Pretty smug to think you won the debate when you don't even understand the point made.
Here's what Hooton actually wrote - "To them, Don Brash is the elderly curmudgeon battling the rise of te reo rather than the heroic Reserve Bank Governor who banished rising prices.
Since Brash beat inflation in the early 1990s,....."
I rest my case on that.
I'd rather be debating the substance of my opinion piece though.
Since the whole world achieved that status, Brash can hardly be credited with being the slayer of the inflation dragon and nor can the Reserve Bank Act.
But this statement is just categorically incorrect. Inflation volatility and levels were addressed the world over through the adoption of inflation targeting regimes - of which the Reserve Bank Act was the catalyst (both here and overseas). Okay, the appropriation of Don Brash is wrong, but equally so is your notion that the Reserve Bank Act did not result in low, stable inflation.
The rest of your piece doesn't really have much substance, tbh. You are effectively arguing for non separation of government and central bank operations - yet another categorically stupid notion. It is hard to plan for inflation when you don't give the market the option to price it.

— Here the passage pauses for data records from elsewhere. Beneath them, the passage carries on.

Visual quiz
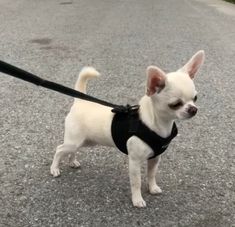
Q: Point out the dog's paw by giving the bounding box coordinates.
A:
[69,160,81,168]
[132,198,146,208]
[149,185,162,195]
[51,166,60,177]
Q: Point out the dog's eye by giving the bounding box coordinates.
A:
[169,101,183,110]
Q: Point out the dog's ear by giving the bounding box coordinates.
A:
[179,50,205,79]
[146,66,166,96]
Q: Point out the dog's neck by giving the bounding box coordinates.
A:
[139,95,174,138]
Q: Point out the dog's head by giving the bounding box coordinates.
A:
[146,50,205,119]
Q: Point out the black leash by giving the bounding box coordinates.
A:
[0,61,139,113]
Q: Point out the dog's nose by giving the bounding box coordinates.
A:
[188,106,197,116]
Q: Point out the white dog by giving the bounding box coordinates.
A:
[51,50,205,207]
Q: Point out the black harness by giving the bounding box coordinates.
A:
[0,61,177,159]
[112,106,178,159]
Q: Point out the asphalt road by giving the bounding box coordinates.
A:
[0,0,235,227]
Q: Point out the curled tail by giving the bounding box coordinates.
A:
[75,67,100,93]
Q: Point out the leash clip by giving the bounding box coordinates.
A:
[111,104,140,114]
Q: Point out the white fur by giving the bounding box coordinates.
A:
[51,51,204,207]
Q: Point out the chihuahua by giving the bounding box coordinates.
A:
[50,50,205,207]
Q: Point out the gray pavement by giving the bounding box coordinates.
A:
[0,0,235,227]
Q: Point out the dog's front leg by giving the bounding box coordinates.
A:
[148,156,162,194]
[129,156,146,207]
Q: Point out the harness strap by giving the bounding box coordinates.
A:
[0,61,136,113]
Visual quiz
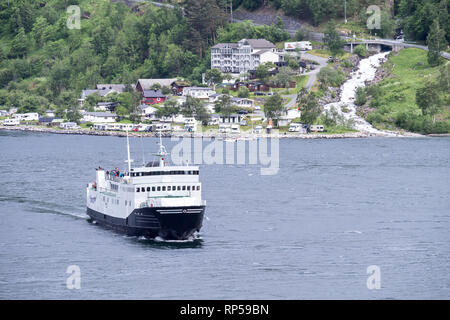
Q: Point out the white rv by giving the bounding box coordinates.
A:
[3,118,20,126]
[289,123,306,133]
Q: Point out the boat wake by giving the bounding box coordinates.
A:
[0,196,88,219]
[135,234,203,249]
[324,52,398,137]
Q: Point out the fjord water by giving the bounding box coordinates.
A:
[0,131,450,299]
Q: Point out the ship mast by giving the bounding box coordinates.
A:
[125,130,133,173]
[156,131,169,167]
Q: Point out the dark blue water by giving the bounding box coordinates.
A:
[0,132,450,299]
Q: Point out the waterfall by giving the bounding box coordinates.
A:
[324,52,395,135]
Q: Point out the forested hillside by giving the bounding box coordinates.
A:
[233,0,450,42]
[0,0,449,119]
[0,0,229,115]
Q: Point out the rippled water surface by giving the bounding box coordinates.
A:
[0,132,450,299]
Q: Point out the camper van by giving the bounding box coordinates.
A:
[309,124,325,132]
[289,123,306,133]
[153,123,172,132]
[3,119,20,126]
[219,124,230,133]
[253,126,262,134]
[59,122,80,130]
[231,124,241,133]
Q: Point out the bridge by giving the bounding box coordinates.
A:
[343,37,450,60]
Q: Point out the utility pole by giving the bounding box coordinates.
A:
[230,0,233,22]
[344,0,347,24]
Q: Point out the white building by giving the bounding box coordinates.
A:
[183,87,216,99]
[14,112,39,121]
[211,39,280,73]
[3,118,20,126]
[59,122,79,129]
[138,104,158,120]
[284,41,312,51]
[81,112,117,123]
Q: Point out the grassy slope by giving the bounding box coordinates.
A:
[370,48,450,127]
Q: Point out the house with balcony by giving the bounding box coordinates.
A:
[211,39,280,73]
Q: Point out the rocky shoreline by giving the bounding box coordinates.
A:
[0,126,421,140]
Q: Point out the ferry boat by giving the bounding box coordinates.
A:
[87,132,206,240]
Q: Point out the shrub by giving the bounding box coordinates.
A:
[353,44,367,58]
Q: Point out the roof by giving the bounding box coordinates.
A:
[138,104,158,112]
[184,87,213,91]
[241,39,275,49]
[136,78,177,90]
[143,90,166,98]
[211,43,238,49]
[39,117,55,123]
[97,84,134,93]
[81,89,116,99]
[83,112,117,117]
[252,49,277,56]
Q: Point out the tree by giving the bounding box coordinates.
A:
[323,20,345,57]
[181,96,203,117]
[255,62,274,83]
[379,10,395,38]
[300,93,322,125]
[264,93,283,126]
[238,86,250,98]
[427,19,447,66]
[353,44,367,58]
[273,67,295,88]
[31,17,50,48]
[156,100,180,121]
[205,69,223,90]
[115,106,130,119]
[10,28,28,58]
[214,94,234,117]
[317,67,345,89]
[416,81,442,123]
[294,29,305,41]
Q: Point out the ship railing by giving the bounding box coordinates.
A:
[106,176,128,184]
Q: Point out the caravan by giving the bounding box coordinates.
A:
[3,119,20,126]
[289,122,306,133]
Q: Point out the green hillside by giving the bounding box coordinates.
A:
[366,48,450,133]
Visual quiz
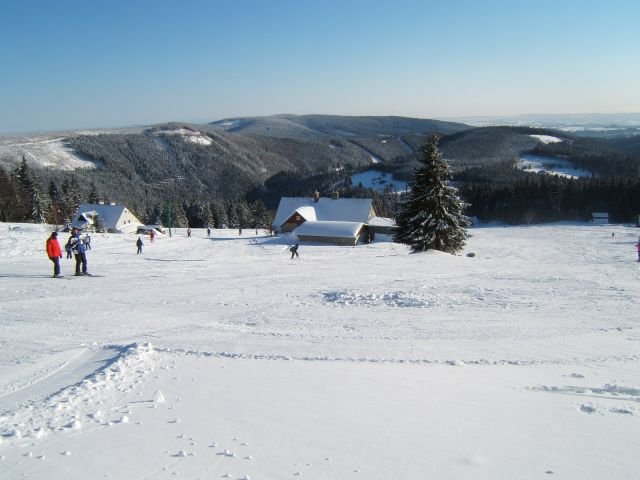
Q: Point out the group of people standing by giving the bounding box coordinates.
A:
[46,227,304,278]
[46,227,91,278]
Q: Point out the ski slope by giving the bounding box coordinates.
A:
[0,224,640,480]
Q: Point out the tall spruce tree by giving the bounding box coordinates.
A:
[394,135,470,253]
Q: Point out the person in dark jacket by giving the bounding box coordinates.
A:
[69,227,88,277]
[47,232,62,278]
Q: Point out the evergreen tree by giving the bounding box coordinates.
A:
[251,200,271,228]
[394,136,470,253]
[210,200,229,228]
[87,181,100,204]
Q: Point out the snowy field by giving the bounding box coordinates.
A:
[351,170,407,192]
[0,224,640,480]
[518,154,592,178]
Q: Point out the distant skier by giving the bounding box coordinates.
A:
[47,232,62,278]
[69,227,88,277]
[64,235,73,259]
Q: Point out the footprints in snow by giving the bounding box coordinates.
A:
[527,373,640,416]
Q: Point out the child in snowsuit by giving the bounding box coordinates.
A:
[69,227,87,277]
[47,232,62,278]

"You are effectively arguing for non separation of government and central bank operations - yet another categorically stupid notion." Opinion but without anything to support it. Unless you're over 50 you wouldn't appreciate that the 'separation' is a modern construct. Our economy worked very well prior to the 1980s introduction of neo-liberal economic thought without it, and we didn't have the enormous level of inequality in society. You appear to be a supporter of the 'market' solving everything. Try applying that to the Commerce Commission report on the supermarket duopoly, and power pricing, petrol pricing and building supplies near monopoly.